Michael Behe’s chapter elaborates on the evidence for design from irreducible complexity, some primary examples of irreducible complexity include the biochemistry that underlies vision and the blood clotting cascade in vertebrates. Behe, who is also a senior fellow at Discovery Institute, spends time rebutting critics who claimed that these systems are not irreducibly complex.

Discovery Institute senior fellow Jay Wesley Richards follows up with a chapter that elaborates the argument for design from the fine-tuning of physics and cosmology. Richards surveys various requirements that life needs in order to exist and finds that Earth contains these unlikely properties. But he goes further and explains why the requirements for habitability are in fact also optimized for scientific discovery.

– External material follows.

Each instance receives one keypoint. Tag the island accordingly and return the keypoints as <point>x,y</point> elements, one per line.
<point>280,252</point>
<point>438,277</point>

According to Richards:

If our argument is correct, then the universe exhibits the same kind of meaningful pattern That pattern may not constitute a knock-down-dragout proof for God’s existence; but if nature really is a book that’s meant to be read, then this is just what you would expect. [p. 152]

An appendix to the book by Casey Luskin and then-Discovery Institute staff member Logan Gage offers “A Reply to Francis Collins’ Darwinian Arguments for Common Ancestry of Apes and Humans.” Luskin and Gage go through Collins arguments for human/ape common ancestry from and find that many are based upon long-refuted claims that non-coding DNA is genetic junk. They also take on Collins’ “chromosomal fusion” argument for common ancestry, and also assess Collins’ claims that human cognitive abilities evolved in a step-by-step fashion from primitive primate ancestors. Their appendix is available online here for free.